İsmet: (sinirli bir şekilde)
-
İşte bin yıldır yapılan ve görmezden gelinen nokta budur.
Gazi paşa: (elini kaldırarak ismete müftünün lafını bölme gibisinden bir işaret yapar ve müftü efendiye dönerek)
Müftü:
-
Efendimiz ise: Hidam, seçtiğin bu gençle hayatı yaşayacak olan sen misin, yoksa kızın mı? Kızımdır ya Resulullah! Öyle ise hayatı kim yaşayacaksa son söz de onun hakkı değil mi? Kızın yaşayacağı genci beğenme hakkına sahip olmazsa, beğenmediği gençle nasıl mutlu yaşayacak?

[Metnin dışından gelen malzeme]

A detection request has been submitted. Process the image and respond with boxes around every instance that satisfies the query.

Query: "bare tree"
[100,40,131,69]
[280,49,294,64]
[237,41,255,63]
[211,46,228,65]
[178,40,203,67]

Gazi paşa: (elini kaldırır ve müsaade ister.)
-
Evet efendiler burada çok mühim bir ders vardır. O ders şudur ki: bir kadın kendi hayatını ve mutluluğunu seçme hakkına sahiptir. Peki, sizlere sorarım. Bizim ülkemizde, cumhuriyet rejiminde kadınların nasıl yönetilmek istediklerine kara verme hakkı neden olmasın?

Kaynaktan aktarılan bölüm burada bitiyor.